Even if your regular review simply says “no change,” the review can help you think about your financial plan and how it might need to be adjusted over time.
Where family financial plans go wrong
Crafting a family financial plan is not easy because you have so many different variables to consider. Here are some common places where you could trip up:
- Lack of flexibility: Financial planning requires some flexibility, especially when it comes to budgeting. So make sure you can afford to cover any extra costs, such as winter heating bills or unexpected repair costs. It’s never a problem to save too much, and it’s better to err in that direction than to overspend.
- Not reviewing your plan regularly: Reviewing your plan regularly ensures that you’re working with the most recent figures for your income and expenses. You can also adjust your budget based on changes, such as a new child or your child’s future education expenses. your child
- If you can’t call a professional when you need one: Creating a proper financial plan can be complicated. “The best place to start is to hire a financial advisor to work with families and individuals to help them do the math,” says Boxenbaum. “I think professional counselors do that quite often.”
- Maintaining high debt: High debt can wreak havoc on your lifestyle, and if left untreated, it can get worse over time. “It may seem normal to have credit card balances and other debt, but it doesn’t have to be,” says Mangalman. “Intentionally paying off high-interest debt can accelerate your family’s financial success.”
- Don’t underestimate insurance: As your life changes, your insurance needs may also change over time. Check your coverage to make sure you have what you need and aren’t paying for coverage you don’t need.
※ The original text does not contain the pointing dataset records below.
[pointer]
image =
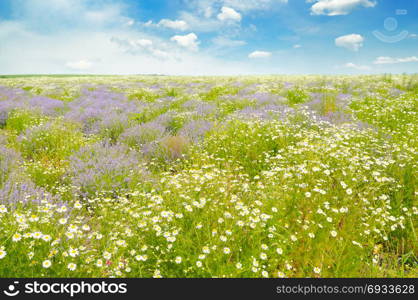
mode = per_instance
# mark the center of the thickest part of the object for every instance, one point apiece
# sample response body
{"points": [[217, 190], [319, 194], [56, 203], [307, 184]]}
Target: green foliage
{"points": [[296, 96]]}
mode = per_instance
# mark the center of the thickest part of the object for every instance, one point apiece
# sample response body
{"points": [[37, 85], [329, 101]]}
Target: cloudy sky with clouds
{"points": [[208, 37]]}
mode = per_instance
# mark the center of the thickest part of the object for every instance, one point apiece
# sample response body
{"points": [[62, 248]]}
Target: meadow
{"points": [[158, 176]]}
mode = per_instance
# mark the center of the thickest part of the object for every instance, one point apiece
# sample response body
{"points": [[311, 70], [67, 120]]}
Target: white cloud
{"points": [[393, 60], [176, 24], [357, 67], [228, 13], [249, 5], [188, 41], [79, 65], [259, 54], [222, 41], [338, 7], [351, 42]]}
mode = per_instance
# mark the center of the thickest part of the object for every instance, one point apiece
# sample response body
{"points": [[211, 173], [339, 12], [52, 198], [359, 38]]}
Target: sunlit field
{"points": [[156, 176]]}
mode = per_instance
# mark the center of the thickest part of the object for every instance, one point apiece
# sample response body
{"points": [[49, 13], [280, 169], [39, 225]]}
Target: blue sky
{"points": [[208, 37]]}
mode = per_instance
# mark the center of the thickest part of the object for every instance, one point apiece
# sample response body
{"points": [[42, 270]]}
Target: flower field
{"points": [[157, 176]]}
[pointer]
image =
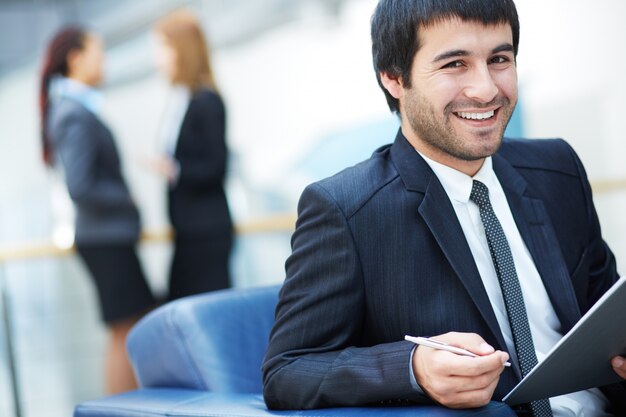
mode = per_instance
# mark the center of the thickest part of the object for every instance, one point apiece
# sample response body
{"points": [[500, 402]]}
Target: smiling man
{"points": [[451, 232]]}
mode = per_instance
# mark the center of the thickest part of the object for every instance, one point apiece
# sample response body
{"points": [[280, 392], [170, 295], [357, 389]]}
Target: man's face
{"points": [[463, 92]]}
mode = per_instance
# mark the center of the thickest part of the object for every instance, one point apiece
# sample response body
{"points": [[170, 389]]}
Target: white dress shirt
{"points": [[544, 323], [173, 115]]}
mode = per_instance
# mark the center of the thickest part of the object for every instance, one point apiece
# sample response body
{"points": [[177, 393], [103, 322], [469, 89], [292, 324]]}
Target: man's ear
{"points": [[393, 84]]}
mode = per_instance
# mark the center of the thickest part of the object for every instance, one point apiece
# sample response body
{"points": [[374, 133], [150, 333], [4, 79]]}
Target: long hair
{"points": [[183, 32], [55, 63]]}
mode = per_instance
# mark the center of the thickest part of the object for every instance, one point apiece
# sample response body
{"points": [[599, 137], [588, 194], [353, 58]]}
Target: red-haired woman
{"points": [[107, 221]]}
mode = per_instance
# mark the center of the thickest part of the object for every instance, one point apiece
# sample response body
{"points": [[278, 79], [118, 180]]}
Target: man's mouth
{"points": [[475, 116]]}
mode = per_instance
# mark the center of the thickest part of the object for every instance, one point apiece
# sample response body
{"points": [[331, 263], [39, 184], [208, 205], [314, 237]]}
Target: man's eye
{"points": [[499, 60], [453, 64]]}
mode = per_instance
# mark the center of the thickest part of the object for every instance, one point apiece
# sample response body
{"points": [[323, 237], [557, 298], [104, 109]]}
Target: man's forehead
{"points": [[455, 32]]}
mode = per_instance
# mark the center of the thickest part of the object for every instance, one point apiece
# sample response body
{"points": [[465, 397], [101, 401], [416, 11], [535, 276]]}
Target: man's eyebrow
{"points": [[505, 47], [455, 53]]}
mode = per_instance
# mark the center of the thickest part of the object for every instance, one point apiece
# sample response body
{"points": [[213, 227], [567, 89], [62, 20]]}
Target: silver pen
{"points": [[438, 344]]}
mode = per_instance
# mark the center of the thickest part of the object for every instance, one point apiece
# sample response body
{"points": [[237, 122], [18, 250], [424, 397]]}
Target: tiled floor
{"points": [[57, 334]]}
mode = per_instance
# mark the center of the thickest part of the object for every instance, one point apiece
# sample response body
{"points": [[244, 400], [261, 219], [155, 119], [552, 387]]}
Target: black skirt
{"points": [[121, 284]]}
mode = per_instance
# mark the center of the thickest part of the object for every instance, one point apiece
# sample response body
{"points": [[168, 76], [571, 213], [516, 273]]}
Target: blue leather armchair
{"points": [[201, 356]]}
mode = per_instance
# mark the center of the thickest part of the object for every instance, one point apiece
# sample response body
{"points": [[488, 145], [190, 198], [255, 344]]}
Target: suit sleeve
{"points": [[602, 275], [314, 359], [203, 160], [78, 150], [601, 263]]}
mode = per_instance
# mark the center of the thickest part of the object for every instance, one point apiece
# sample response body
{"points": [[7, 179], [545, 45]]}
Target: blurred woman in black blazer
{"points": [[107, 220], [192, 134]]}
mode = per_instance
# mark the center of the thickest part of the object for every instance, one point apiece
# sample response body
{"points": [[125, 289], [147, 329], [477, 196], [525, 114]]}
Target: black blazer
{"points": [[378, 253], [105, 212], [197, 202]]}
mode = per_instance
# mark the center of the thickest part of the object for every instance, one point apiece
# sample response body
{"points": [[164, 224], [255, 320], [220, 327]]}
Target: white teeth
{"points": [[476, 116]]}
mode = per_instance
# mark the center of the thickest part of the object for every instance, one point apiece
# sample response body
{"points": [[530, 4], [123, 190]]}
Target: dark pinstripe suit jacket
{"points": [[105, 211], [379, 253]]}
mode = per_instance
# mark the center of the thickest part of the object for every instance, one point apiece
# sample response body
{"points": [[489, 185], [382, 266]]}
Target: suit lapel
{"points": [[438, 213], [536, 230]]}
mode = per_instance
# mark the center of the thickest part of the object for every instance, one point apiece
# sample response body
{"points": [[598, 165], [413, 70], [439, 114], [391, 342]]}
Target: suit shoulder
{"points": [[554, 155], [353, 187], [207, 98], [64, 109]]}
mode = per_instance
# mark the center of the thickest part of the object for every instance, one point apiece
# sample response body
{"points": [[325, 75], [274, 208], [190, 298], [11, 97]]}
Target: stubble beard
{"points": [[439, 134]]}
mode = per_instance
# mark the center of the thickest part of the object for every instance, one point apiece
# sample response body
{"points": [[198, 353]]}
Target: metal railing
{"points": [[45, 248], [42, 248]]}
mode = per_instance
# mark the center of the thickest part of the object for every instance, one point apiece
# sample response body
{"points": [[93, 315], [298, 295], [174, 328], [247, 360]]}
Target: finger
{"points": [[467, 398], [457, 365], [619, 365], [476, 383]]}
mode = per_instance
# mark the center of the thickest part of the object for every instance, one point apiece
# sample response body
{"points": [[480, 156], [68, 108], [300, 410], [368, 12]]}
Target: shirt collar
{"points": [[458, 185], [66, 87]]}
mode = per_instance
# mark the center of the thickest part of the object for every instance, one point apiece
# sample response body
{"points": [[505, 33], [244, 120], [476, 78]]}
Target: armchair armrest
{"points": [[209, 342], [170, 402]]}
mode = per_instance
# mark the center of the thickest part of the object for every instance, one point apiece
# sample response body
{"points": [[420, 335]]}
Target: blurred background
{"points": [[302, 102]]}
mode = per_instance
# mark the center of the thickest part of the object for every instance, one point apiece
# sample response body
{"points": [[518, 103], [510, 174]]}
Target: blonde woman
{"points": [[192, 135]]}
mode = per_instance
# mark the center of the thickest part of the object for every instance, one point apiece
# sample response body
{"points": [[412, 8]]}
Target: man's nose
{"points": [[481, 86]]}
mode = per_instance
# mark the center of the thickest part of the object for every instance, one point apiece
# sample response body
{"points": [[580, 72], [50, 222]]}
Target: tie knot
{"points": [[480, 193]]}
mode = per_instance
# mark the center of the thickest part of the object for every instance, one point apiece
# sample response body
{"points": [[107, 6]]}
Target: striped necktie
{"points": [[511, 290]]}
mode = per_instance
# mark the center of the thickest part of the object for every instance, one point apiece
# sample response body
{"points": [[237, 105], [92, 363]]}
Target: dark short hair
{"points": [[396, 25]]}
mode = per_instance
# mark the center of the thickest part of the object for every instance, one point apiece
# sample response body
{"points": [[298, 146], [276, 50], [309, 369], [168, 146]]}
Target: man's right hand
{"points": [[457, 381]]}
- Listen to unqualified advisors: Social media is full of unqualified people offering advice. Be careful who you give advice to and make sure they understand best practice.
Creating a financial plan can be overwhelming, but you can call in pros to help you get it done.
“Financial planners can give you support and personalized guidance on how to most efficiently reach your family’s financial goals,” says Mangaliman. “It’s important to seek a financial professional who can help you with a custom overall strategy instead of pitching a single product or service.”